The Qwen model series is developed by Alibaba Group Holding, owner of the South China Morning Post, while Kimi and InternVL are from start-up Moonshot AI and the state-backed Shanghai Artificial Intelligence Laboratory, respectively.

"If the U.S. continues to stymie open source, China will come to dominate this part of the supply chain and many businesses will end up using models that reflect China's values much more than America's," said Ng.

Recognition of DeepSeek's achievements comes as large U.S. tech companies are "fully promoting" the Chinese start-up, Shawn Kim, equity analyst at Morgan Stanley, wrote in a research note on Monday.

Nvidia has made DeepSeek's R1 model available to users of its NIM microservice since Thursday, while OpenAI investor Microsoft last week launched support for R1 on its Azure cloud computing platform and GitHub.
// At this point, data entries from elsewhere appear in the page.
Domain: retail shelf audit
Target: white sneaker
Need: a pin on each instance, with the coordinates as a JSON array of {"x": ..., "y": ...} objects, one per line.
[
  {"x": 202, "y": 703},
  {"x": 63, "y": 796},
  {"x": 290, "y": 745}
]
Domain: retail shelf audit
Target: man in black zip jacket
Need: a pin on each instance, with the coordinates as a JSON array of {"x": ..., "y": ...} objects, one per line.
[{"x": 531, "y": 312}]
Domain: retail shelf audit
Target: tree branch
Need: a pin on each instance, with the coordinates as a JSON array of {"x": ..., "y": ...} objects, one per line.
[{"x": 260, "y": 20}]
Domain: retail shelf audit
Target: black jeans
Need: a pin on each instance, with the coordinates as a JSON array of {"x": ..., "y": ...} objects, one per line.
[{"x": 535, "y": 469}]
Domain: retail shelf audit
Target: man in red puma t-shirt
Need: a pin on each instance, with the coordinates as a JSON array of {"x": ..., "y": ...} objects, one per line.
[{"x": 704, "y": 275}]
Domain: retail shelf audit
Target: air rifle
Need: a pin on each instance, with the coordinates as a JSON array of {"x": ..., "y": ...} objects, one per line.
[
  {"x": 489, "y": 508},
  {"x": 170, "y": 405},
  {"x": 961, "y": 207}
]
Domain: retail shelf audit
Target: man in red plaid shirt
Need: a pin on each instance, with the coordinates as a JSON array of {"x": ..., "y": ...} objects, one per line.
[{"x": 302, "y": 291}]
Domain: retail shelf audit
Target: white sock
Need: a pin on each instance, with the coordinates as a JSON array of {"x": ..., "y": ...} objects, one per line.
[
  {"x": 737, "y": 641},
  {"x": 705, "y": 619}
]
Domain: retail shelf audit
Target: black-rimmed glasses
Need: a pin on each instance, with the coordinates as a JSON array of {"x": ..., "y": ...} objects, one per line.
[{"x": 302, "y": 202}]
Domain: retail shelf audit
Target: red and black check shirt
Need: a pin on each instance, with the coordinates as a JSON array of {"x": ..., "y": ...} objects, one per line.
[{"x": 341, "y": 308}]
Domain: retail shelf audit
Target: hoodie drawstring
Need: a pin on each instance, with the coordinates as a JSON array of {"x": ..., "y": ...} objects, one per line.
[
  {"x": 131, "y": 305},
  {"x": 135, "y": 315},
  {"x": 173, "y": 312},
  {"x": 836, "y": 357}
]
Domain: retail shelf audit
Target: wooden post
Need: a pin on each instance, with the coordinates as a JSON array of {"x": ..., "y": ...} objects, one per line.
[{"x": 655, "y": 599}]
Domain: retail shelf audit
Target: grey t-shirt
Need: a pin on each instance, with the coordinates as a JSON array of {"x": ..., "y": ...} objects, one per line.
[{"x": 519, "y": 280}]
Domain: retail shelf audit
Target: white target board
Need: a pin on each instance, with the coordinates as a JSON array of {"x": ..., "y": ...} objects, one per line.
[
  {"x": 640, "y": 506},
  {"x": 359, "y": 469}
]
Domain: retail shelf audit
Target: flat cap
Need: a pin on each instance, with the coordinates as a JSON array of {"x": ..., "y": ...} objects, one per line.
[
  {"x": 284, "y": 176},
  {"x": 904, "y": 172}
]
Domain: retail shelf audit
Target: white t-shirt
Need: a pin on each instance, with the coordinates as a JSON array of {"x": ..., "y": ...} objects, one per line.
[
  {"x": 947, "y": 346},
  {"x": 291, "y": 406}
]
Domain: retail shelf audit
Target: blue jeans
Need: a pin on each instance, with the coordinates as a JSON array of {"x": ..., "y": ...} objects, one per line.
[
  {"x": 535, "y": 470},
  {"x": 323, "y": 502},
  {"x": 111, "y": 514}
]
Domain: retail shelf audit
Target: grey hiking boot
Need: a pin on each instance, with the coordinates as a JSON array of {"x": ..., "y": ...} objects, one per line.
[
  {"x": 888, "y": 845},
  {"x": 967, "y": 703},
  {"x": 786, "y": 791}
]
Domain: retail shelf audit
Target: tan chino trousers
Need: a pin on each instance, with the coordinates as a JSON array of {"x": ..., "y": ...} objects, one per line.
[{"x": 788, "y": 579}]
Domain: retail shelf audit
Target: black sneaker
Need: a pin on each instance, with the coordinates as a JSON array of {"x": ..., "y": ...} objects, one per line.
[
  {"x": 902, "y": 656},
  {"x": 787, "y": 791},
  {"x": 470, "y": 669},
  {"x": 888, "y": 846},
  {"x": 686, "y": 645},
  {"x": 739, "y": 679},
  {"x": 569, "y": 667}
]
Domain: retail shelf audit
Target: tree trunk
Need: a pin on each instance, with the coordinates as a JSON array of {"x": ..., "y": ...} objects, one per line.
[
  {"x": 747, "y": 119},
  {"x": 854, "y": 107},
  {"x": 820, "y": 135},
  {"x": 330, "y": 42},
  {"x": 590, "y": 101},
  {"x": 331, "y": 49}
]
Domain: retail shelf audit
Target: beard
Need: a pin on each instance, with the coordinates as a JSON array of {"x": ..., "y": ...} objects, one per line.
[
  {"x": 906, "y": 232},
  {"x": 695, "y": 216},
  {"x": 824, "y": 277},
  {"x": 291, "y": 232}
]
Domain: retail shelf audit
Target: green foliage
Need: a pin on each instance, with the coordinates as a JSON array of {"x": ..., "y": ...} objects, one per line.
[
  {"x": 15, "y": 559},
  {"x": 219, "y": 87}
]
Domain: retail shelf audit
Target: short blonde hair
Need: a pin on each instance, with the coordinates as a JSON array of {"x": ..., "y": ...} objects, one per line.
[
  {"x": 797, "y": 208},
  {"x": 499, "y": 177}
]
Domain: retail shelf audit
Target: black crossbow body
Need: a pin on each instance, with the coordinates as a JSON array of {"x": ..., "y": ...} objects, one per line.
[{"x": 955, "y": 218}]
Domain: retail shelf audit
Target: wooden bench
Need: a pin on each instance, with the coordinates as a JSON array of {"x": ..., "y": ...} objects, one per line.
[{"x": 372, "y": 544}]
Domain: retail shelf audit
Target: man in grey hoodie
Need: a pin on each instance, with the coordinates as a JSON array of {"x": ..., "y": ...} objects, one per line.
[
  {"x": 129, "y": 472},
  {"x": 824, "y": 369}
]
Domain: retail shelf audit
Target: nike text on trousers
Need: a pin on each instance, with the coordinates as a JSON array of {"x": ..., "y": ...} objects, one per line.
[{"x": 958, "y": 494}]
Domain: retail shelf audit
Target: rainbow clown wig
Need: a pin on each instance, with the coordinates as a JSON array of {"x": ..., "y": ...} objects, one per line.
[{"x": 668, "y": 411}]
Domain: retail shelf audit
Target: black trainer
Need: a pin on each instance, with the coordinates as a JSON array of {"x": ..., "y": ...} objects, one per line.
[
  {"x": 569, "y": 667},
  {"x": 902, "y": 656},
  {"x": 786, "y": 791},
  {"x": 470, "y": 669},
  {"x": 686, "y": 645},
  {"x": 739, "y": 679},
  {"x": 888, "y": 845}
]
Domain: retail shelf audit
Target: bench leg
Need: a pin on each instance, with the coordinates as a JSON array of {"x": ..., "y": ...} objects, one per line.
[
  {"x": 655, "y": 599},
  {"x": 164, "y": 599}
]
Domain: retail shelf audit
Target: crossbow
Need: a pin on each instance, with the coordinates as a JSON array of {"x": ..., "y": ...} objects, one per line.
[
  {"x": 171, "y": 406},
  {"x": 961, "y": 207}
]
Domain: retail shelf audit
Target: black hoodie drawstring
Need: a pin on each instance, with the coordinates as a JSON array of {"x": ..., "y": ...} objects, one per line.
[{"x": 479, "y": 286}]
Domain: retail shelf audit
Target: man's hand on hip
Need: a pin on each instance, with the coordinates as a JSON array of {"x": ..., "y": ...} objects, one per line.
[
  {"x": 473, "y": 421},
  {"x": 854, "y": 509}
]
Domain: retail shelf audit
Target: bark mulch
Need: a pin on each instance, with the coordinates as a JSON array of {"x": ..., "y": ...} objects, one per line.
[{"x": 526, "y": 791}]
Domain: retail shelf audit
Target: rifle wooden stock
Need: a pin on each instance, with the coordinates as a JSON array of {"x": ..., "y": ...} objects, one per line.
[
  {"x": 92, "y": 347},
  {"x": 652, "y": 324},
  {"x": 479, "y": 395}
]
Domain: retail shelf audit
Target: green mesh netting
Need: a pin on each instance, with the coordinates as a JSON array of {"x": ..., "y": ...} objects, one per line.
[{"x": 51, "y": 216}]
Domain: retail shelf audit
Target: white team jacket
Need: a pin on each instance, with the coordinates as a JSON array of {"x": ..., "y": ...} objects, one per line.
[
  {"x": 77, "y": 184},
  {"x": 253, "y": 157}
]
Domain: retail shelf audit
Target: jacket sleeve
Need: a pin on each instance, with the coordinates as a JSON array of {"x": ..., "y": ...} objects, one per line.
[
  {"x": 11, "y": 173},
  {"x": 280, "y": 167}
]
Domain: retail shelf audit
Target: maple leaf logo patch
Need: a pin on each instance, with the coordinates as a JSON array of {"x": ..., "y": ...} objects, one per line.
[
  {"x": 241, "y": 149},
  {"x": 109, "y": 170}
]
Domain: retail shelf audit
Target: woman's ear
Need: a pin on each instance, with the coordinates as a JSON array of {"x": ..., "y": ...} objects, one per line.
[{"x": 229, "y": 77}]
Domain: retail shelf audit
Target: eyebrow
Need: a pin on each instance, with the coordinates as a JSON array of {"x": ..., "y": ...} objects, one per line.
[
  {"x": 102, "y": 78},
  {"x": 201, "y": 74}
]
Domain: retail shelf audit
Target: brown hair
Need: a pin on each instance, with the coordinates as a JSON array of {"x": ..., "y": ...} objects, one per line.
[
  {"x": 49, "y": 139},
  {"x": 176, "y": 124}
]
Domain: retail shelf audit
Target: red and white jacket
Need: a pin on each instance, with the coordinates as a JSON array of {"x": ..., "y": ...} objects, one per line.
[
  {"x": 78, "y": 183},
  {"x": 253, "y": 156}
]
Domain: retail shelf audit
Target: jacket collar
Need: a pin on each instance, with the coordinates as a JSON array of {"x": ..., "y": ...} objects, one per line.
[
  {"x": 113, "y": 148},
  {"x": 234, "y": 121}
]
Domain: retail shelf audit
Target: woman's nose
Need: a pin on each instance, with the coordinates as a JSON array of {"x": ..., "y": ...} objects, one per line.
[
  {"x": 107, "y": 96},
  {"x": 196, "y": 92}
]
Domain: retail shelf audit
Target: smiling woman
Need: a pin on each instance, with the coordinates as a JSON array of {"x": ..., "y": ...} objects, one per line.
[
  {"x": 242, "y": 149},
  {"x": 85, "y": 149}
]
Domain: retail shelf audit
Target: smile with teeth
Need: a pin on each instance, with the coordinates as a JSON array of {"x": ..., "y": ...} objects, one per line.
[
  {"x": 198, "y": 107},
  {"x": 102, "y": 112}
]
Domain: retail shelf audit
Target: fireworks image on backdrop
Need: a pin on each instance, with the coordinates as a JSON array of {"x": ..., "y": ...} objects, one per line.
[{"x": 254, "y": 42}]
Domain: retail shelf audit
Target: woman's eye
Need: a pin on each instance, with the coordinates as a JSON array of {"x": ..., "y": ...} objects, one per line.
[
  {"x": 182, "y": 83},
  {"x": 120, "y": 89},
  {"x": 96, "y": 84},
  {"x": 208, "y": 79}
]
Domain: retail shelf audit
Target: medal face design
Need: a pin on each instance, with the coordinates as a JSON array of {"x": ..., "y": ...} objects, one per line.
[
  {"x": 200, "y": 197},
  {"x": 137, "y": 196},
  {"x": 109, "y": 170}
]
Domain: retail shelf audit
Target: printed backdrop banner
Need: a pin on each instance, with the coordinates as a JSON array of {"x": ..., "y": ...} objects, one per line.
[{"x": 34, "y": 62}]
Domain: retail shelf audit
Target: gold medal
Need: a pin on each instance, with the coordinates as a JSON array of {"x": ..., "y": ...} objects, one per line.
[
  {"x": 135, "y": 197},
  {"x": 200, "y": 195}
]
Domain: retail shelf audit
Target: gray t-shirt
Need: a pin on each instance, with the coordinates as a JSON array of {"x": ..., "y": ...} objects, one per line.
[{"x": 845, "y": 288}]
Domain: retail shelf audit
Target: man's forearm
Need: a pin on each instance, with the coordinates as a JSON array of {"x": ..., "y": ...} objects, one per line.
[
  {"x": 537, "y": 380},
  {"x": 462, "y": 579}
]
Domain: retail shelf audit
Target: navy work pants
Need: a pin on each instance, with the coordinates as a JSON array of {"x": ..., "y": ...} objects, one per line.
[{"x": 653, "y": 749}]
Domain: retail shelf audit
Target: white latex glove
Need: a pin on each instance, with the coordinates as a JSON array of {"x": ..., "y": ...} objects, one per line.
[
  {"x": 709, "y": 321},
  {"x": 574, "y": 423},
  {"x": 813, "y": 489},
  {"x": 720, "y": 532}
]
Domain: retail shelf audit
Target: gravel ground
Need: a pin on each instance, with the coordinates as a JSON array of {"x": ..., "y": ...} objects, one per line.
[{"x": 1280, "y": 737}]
Amazon.com also enabled clients to create applications with R1 through Amazon Web Services.

However, some experts said the significance of DeepSeek's breakthrough might have been overblown.

Meta Platforms chief AI scientist Yann LeCun said it was wrong to think that "China is surpassing the U.S. in AI "because of DeepSeek." The correct reading is: open-source models are surpassing proprietary ones," he wrote on Threads.

DeepSeek, which was spun off in May 2023 from founder Liang Wenfeng's hedge fund High-Flyer Quant, still faces plenty of doubts about the true cost and training methodology of its AI models.

Fudan University computer science professor Zheng Xiaoqing pointed out that DeepSeek's reported training expenditure for its V3 model excluded the costs associated with prior research and experiments, according to the start-up's technical report.

DeepSeek's success stemmed from "engineering optimisation," which "will not have a huge impact on chip purchases or shipments," Zheng was quoted as saying in an interview with Chinese newspaper National Business Daily.